Mention Bien : Ministre de…

Photo de profil de Tijane Bal, Aucune description de photo disponible.Face à un nouveau gouvernement, notre réflexe tient à une question: qui est ministre de quoi? Nous nous interrogeons moins et moins souvent en revanche sur l’absence de tel ministère, pourtant nécessaire à nos yeux, ou sur l’intitulé de tel autre.

Et pourtant l’une et l’autre sont porteurs de messages.Un ministère est souvent l’affichage institutionnel d’une volonté politique.

Quelques exemples de natures différentes. En France, sous le gouvernement « de » Pierre Mauroy, le ministère des affaires étrangères fut rebaptisé ministère des relations extérieures et confié à Claude Cheysson.

Il y eut même un ministère du temps libre qui intrigua, amusa et donna lieu à beaucoup de plaisanteries du genre j’ai appelé le ministère du temps libre. Ils sont toujours occupés.

Il y eut dans le passé des ministres sans portefeuille pour circonvenir leur parti à la chambre.Soucieux de marquer le redéploiement de sa politique extérieure vers l’Afrique subsaharienne, le Maroc s’est doté récemment d’un ministère de l’intégration africaine.

Il fut un temps où le royaume disposait d’un ministère des affaires mauritaniennes. Il existe en Centrafrique (je crois) un ministère de la réconciliation nationale.

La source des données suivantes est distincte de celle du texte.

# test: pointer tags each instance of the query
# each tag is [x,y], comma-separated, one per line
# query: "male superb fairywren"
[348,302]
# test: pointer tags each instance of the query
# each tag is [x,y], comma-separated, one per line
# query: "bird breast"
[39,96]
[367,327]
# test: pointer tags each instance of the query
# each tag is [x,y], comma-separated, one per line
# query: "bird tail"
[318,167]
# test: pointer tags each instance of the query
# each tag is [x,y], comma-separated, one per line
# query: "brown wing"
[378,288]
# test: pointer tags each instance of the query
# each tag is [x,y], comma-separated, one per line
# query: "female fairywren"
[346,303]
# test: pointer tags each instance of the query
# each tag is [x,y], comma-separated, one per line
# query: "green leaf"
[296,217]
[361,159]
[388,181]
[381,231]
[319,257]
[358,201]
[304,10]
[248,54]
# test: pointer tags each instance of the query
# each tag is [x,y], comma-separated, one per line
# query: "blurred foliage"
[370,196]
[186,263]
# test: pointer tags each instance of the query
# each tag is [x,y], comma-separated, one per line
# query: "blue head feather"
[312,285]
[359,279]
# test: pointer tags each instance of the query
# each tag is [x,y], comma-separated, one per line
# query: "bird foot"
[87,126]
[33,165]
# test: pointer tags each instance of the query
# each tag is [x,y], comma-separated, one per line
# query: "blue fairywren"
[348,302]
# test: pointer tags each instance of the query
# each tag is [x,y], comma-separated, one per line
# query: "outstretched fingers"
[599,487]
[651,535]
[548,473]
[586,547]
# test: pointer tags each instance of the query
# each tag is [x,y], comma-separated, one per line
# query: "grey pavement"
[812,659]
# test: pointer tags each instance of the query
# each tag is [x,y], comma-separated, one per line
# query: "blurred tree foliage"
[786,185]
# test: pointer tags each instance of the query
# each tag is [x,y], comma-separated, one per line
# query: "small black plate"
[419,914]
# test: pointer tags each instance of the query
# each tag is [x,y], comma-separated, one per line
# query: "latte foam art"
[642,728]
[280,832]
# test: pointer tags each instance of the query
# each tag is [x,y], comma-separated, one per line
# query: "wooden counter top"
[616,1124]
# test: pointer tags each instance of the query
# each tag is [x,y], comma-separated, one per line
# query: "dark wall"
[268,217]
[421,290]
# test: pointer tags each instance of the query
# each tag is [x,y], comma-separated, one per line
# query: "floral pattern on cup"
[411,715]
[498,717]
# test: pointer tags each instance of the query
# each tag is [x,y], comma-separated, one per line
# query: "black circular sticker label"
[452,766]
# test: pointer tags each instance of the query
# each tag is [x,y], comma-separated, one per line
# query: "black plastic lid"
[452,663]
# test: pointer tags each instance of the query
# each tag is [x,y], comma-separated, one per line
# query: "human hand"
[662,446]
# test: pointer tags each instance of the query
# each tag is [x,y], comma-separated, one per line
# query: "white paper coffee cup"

Le (pléthorique) gouvernement de M. Thisekedi en RDC envisage la création d’un ministère des couches vulnérables; (l’intitulé laisse à désirer mais l’objectif est clair). Quid du 1er gouvernement de M. Ghazouani?
Ses effectifs (ne vingtaine de membres; 23 je crois) semblent raisonnables. On est loin des 60 ministres de M; Tshisekedi. Mais les contingences politiques sont différentes.
Quelques particularités à noter: la présence au sein de l’équipe de 2 « commissaires » dans des domaines qui auraient mérité un ministère de plein exercice: la sécurité alimentaire et les droits de l’homme. Les titulaires auraient-ils refusé le titre de ministres comme ce fut le cas en France avec Martin Hirsch?
2 ministères pourraient être qualifiés d’hybrides sans qu’on en sache les raisons. Ils sont détenus par un ministre secrétaire général du gouvernement et un ministre conseiller à la présidence. On ne sait si ces derniers sont davantage ministres ou conseiller et secrétaire général.
Le nouveau président semble afficher une volonté de modernisation et de réforme à travers 2 ministères: celui de la fonction publique et de la modernisation justement et celui de l’enseignement fondamental et de la réforme de l’Education nationale.
On observe par ailleurs que l’emploi a été « relégué » à la jeunesse et déconnecté du travail. Ce sont certes 2 notions différentes. S’agit-il d’une volonté de distinguer emploi public et salariat du privé ou de faire du chômage des jeunes une priorité?.
L’économie a été disjointe des finances. Quelle est la pertinence de cette dissociation dans un pays comme la Mauritanie? Pourquoi le pétrole a-t-il été spécifié à ce point?
Certains intitulés pourraient faire débat.
Rattacher les « Mauritaniens de l’étranger », une composante nationale, aux affaires étrangères et à la coopération est surprenant en termes d’affichage et même de principes.
Quid de l’enseignement « originel »? A quoi renvoie cette notion?
Accoler « nationale » à défense et confier le ministère à un général qui vient d’assurer le commandement d’une force sous-régionale est également surprenant. Il y a bien longtemps que la défense ne peut s’envisager sous le seul angle national et ce, a fortiori dans notre zone sahélo-saharienne. Que le poste soit détenu par un militaire d’active questionne.
Ah! les fameuses « affaires islamiques »! Le mot « affaires » est pour le moins équivoque même si on se doute qu’en l’occurrence, il ne devrait s’agir ni de petit commerce,ni d’immobilier ni de restauration.
En quoi l’artisanat prédispose-t-il aux relations avec l’assemblée nationale? La qualité du titulaire du poste expliquerait-elle cet attelage?
Et enfin les manques: l’enseignement professionnel qui ne peut se réduire à l’enseignement technique parce qu’il est plus vaste en est un. Quid de l’apprentissage, de la formation continue dans un monde où il est de plus en plus question de formation tout au long de la vie?
Last but not least; Dans le contexte mauritanien fait cruellement défaut un ministère de la cohésion nationale et/ou sociale. A moins que les relations avec la société civile confiées à un « commissaire » en tiennent lieu. En ce sas, peut mieux faire serait-on tenté de de dire.